Originally created as the basis of a magazine front cover under the title of ‘Resistance’
I wished to use a universally recognisable signal or sign, that anyone would be able to ‘read’ visually.
I do love the honesty behind the work of Photographer Sally Mann and although I wished to use paint for this, I wished to bring some of her influence to the piece.
The reference material I looked at led me in the direction of children and resistance. It is the first experience we have of this feeling. Children are put into routines, dressed up, made to be quiet, funny or clever as the situation allows and really it’s a lot to cope with. Resistance and it’s signs are at their most basic in children, and I felt that made them a good tool to get the message across.

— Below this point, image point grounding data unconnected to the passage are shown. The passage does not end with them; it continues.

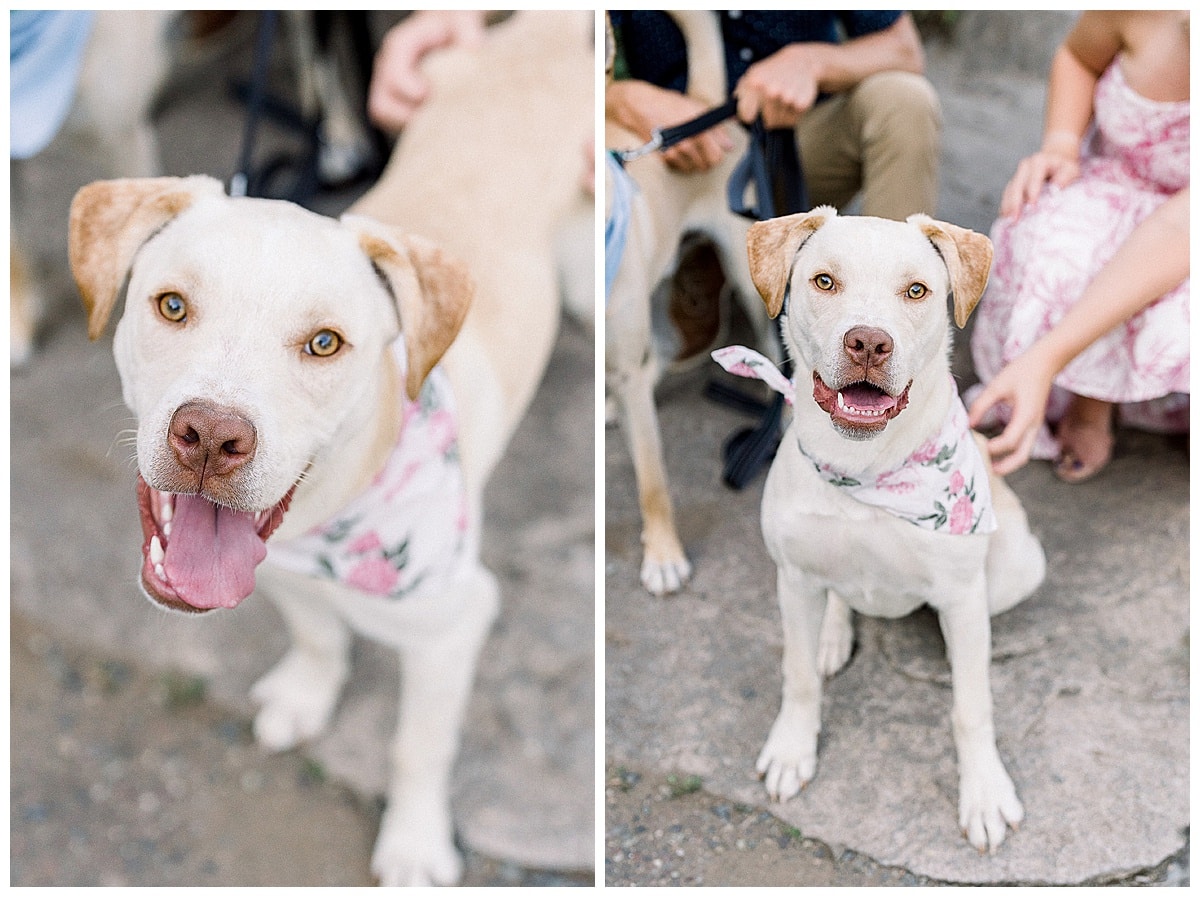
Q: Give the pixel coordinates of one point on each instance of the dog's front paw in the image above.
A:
(414, 853)
(988, 805)
(297, 700)
(789, 759)
(665, 571)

As I conducted the research for this piece, I came across Handala. He is the creation of Naji Al-ali which resonates with the grateful mother in me. Grateful because he represents things in this world that my children, currently do not have to worry about. The following quote from Naji Al-Ali struck a chord which I felt I needed to somehow represent in my own image.

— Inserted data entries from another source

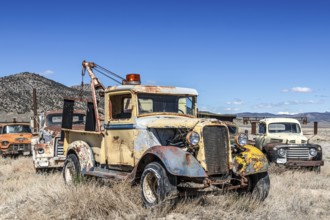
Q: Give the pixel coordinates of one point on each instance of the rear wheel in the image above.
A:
(71, 169)
(259, 185)
(155, 185)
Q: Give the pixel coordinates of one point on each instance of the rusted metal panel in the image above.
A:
(84, 153)
(154, 89)
(176, 161)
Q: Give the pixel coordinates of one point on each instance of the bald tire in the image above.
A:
(156, 186)
(259, 185)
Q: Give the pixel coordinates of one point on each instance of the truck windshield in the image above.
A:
(151, 103)
(232, 129)
(284, 128)
(56, 119)
(14, 129)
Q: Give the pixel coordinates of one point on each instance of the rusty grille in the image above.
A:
(216, 149)
(297, 153)
(19, 147)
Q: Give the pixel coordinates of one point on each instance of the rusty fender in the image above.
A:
(84, 153)
(176, 161)
(250, 161)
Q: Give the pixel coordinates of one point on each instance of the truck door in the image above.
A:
(261, 135)
(120, 130)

“His name is Handala and he has promised the people that he will remain true to himself. I drew him as a child who is not beautiful; his hair is like the hair of a hedgehog who uses his thorns as a weapon. Handala is not a fat, happy, relaxed, or pampered child.”
—Naji Al-Ali
Whilst the worries of my own children are few and safe, they still have their own growing to do. Seeking out the who, what & why of their own lives and sometimes we clash. Using paint by numbers as an iconic reference to careful, quiet, ordered moments of childhood, I painted with acrylics, used lots of texture and the wrong colours. This is not a child in her Sunday best doing something well behaved and quiet but a real person, with ideas and a sense of self and this comes through in the image.